With a bit of huffing and puffing he put down his bottle of whisky (apparently, he drinks a full bottle every night according to the other fruit pickers) and went to our room with his key-chain.
He had no idea which key to use though, and just tried the first three – none of which worked – he looked at the keys and asked, “Why am I wasting time with this.” He then put the keys back in his pocket and decided to rip our front window out – the logical next step, obviously.
I reckon we might be in for a bit of drafty night now, you know, with both our windows missing.
His pal then climbed into our room, opened the door, pushed in the latch and told us to be more careful – bloody hell, he’s just pulled a window out to open a door, and I need to be more careful?! The world has gone insane.
An old bloke (who I later found out was Alex’s dad) also abruptly opened our door in the evening when we were sleeping, poked his head in, looked at our beds and shouted, “How many in here?” – Imagine that after lights out?! I crapped my kegs – the rude git could have at least knocked first, man. Frigging hell!
I won’t even get into details with the toilets and showers – I’ll just say that they were very limited on toilet seats, paper and water – no shortage of brown stains everywhere though, so at least they came with views.
At 6am the next day we were on the tomato farm – as the new guys, we got whacked in this shoddy area where there were barely any tomatoes.
The salary (which we were told about in advance, to be fair) was $1.70 a bucket – however, I didn’t quite envision the buckets being quite so big and the tomatoes being quite so small. It honestly felt like we were lobbing cherry tomatoes into a wishing well.
In the first hour I filled three buckets, and to be frank, I really felt like I was grafting my arse off. I was working my muscles harder than I ever had before, and for what? $5.10 (£3.16) an hour – living the bloody dream!

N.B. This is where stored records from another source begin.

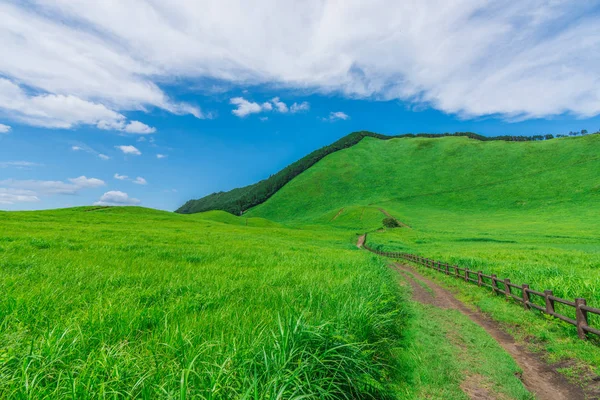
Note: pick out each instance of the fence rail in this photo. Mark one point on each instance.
(519, 293)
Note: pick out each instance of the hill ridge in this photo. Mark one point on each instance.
(239, 200)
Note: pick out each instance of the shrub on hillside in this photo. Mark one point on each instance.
(390, 222)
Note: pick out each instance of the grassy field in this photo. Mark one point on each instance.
(527, 211)
(129, 302)
(279, 303)
(137, 303)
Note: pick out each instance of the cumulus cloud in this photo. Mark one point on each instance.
(88, 149)
(12, 196)
(84, 182)
(63, 111)
(15, 191)
(246, 107)
(139, 128)
(336, 116)
(116, 198)
(129, 150)
(470, 58)
(19, 164)
(279, 105)
(300, 107)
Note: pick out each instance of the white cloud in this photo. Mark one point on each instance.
(336, 116)
(12, 196)
(19, 164)
(279, 105)
(87, 63)
(129, 150)
(19, 191)
(300, 107)
(62, 111)
(48, 188)
(245, 107)
(116, 198)
(139, 128)
(84, 182)
(88, 149)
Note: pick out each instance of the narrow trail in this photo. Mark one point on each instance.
(387, 214)
(538, 377)
(361, 241)
(338, 214)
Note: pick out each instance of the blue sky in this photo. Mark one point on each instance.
(133, 103)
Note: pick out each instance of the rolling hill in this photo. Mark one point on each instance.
(450, 174)
(239, 200)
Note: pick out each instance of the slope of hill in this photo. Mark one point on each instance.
(238, 200)
(449, 174)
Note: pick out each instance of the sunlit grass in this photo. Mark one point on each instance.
(139, 303)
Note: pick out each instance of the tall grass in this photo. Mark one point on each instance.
(133, 303)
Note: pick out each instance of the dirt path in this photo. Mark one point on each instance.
(361, 241)
(338, 214)
(538, 377)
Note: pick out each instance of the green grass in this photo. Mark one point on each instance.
(279, 303)
(130, 302)
(523, 210)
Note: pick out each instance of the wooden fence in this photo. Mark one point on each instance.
(520, 293)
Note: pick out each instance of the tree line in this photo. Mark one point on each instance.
(237, 201)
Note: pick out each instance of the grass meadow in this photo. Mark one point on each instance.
(523, 210)
(130, 302)
(280, 304)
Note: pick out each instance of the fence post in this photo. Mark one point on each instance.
(581, 317)
(524, 289)
(507, 288)
(549, 302)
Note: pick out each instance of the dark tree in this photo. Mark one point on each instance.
(390, 222)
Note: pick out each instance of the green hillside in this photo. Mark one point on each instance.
(127, 302)
(448, 174)
(523, 210)
(239, 200)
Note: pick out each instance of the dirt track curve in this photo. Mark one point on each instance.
(538, 377)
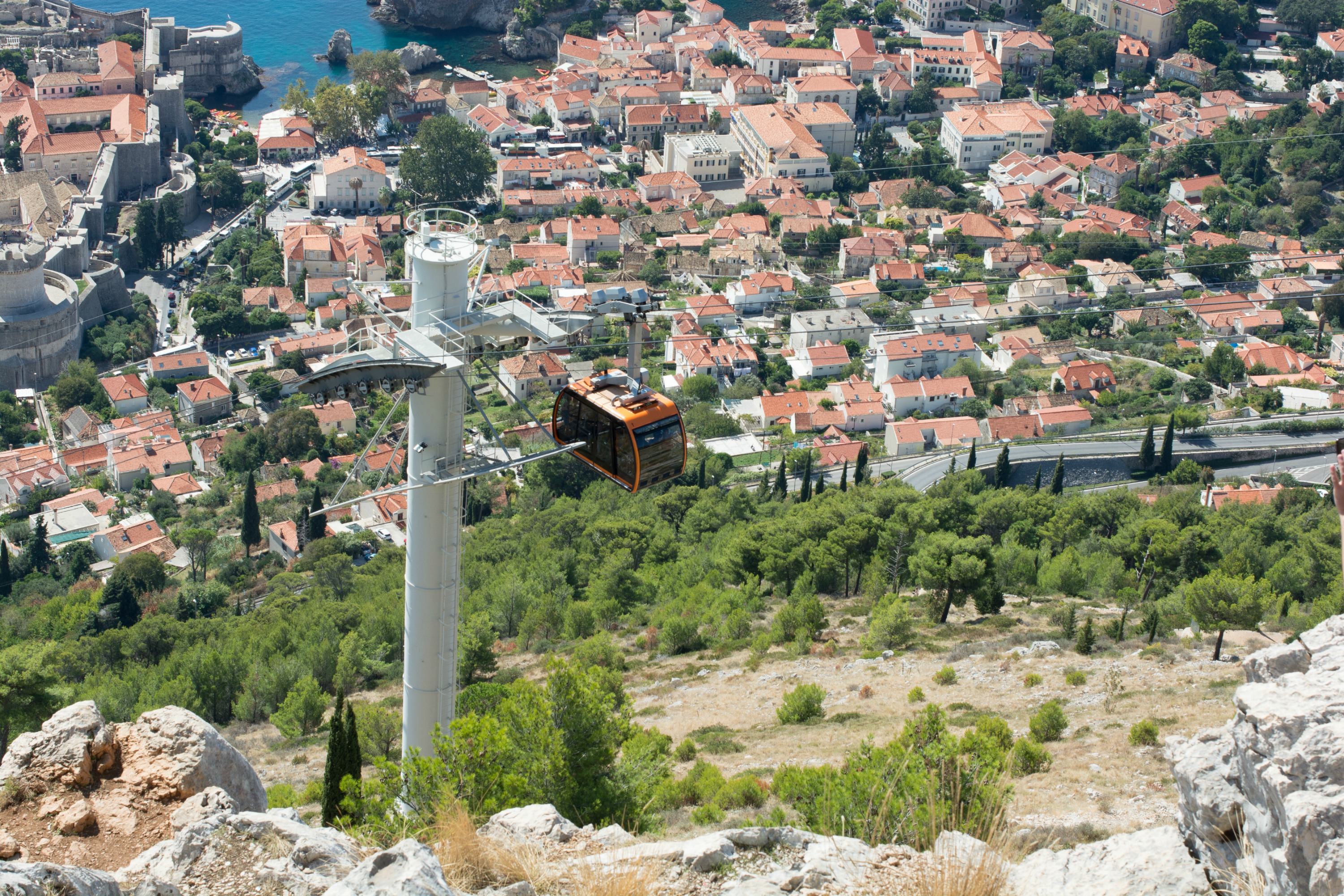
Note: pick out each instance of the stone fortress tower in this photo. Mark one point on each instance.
(39, 315)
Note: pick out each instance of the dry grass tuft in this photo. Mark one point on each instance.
(472, 862)
(629, 880)
(965, 868)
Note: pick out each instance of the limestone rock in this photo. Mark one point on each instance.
(78, 818)
(1276, 765)
(418, 57)
(340, 47)
(1144, 863)
(539, 821)
(72, 745)
(41, 879)
(613, 837)
(707, 851)
(211, 801)
(175, 754)
(527, 43)
(406, 870)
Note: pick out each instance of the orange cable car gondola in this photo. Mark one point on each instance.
(629, 433)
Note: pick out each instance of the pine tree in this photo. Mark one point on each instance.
(6, 575)
(252, 516)
(1164, 465)
(1086, 638)
(316, 519)
(1146, 452)
(336, 753)
(39, 550)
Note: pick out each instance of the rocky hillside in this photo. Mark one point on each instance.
(164, 806)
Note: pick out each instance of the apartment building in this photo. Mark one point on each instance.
(976, 135)
(1151, 21)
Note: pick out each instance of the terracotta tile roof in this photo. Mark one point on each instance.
(121, 389)
(178, 484)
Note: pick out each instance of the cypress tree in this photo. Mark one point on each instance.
(39, 550)
(252, 516)
(1086, 638)
(1147, 453)
(1164, 465)
(336, 761)
(316, 519)
(354, 759)
(6, 577)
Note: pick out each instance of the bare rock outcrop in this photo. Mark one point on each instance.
(167, 754)
(340, 47)
(1272, 777)
(418, 57)
(42, 879)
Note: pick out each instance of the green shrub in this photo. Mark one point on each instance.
(698, 788)
(1030, 758)
(741, 792)
(995, 728)
(281, 797)
(801, 704)
(1143, 734)
(881, 794)
(707, 814)
(312, 793)
(1049, 722)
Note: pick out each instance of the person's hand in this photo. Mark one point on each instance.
(1338, 482)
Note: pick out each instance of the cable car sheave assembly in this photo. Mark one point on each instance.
(631, 435)
(611, 421)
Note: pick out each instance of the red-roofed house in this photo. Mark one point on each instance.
(1085, 378)
(125, 393)
(525, 374)
(203, 401)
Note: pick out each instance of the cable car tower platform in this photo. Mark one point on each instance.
(426, 355)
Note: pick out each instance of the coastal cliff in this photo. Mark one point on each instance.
(491, 15)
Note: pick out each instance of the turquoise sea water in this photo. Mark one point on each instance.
(284, 35)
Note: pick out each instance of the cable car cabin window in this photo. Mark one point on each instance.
(662, 450)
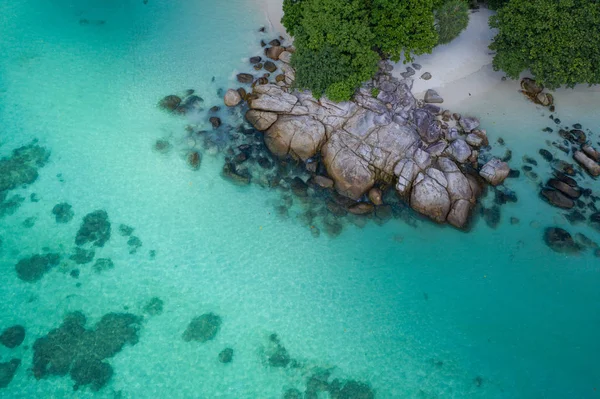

What I am yet to mention is that Alex charges $10 each day for travel to the farm, and accommodation – you know, that lovely room without the windows – is $100 a week per person. Therefore, we’d be grafting away for seven hours every day picking tomatoes, and 90% of our wage would be going straight back into dodgy Alex’s pocket at the end of it all.
It wasn’t actually fruit picking itself that drew me away, yeah it was hard work, but I had anticipated as much – it was everything around it that was the problem. $1.70 a bucket, come on, pal – that is the kind of coin the tooth fairy is giving out to seven year olds.
Needless to say, we left after our first day. We had one final day in Rochester before we left though, I loved that place – everybody wanted to talk to us, share stories, offer advice and slag off Alex – great chat over a pint. We also discussed the possible bar job too, but unfortunately there just wouldn’t be enough hours in it. Not to mention, we didn’t really want to be within a fifty mile radius of tomato farms, at least for now.
We’re now in the airport waiting to board a flight to Tasmania – let’s get over tomatoes by seeing some little devils.